Cooking with truffles

To enjoy the wonderfulness of the variously described pleasure of dining on truffles, you must eat fresh, uncooked specimens shortly after they have been harvested, because the flavor compounds are highly volatile.

Remove any soil from truffles just before eating. They must be washed with water and brushed. The outside must be immaculate since they will be used unpeeled. Dry with a paper towel.

The fungus is scraped or grated onto food and into sauces and soups just before eating. Truffle slicers have been especially designed for this purpose.
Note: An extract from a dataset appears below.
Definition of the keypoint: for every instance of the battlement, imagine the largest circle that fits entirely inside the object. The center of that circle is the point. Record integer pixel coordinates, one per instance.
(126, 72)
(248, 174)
Crumbled into scrambled eggs, sliced over a fondue, shaved on risotto, slivered with the delicate white meat of quail or sprinkled over a wild mushroom sauce for steak, it can transform the merely good into the sublime with the subtle but potent culinary alchemy that is the hallmark of this underground treasure.

Here are some tested culinary matches in recipes for truffle varieties: Download (pdf)

pasta, eggs, butter, cream, white meat poultry (chicken, quail, Cornish hens), walnuts, risotto, Parmesan, Asiago and Romano cheese, frisee and other mildly bitter greens, white balsamic vinegar in a salad, bresaola or other cured meats such as prosciutto, potatoes and other gratin dishes, pate, rabbit, aged wild boar (matches the pheromonal content in the meat very nicely).

Shaved raw, never cooked, and use the oil at the last minute and not in the cooking as heat destroys the aromatic compounds.

The pungent odor of a truffle will penetrate the shells of eggs and flavor kernels of rice when stored with them in a closed airtight glass jar placed in a refrigerator (24 to 48 hours). Once the prize truffle has been consumed, the eggs may be enjoyed in an omelette and the rice in pilaf.

Finely grate a fresh truffle and add to softened unsalted butter in proportions to suit your taste. Use enough butter so that the mixture is spreadable and not crumbly. Let stand at room temperature for an hour. Spread on crackers, French bread, or baked potatoes. Truffle butter freezes well.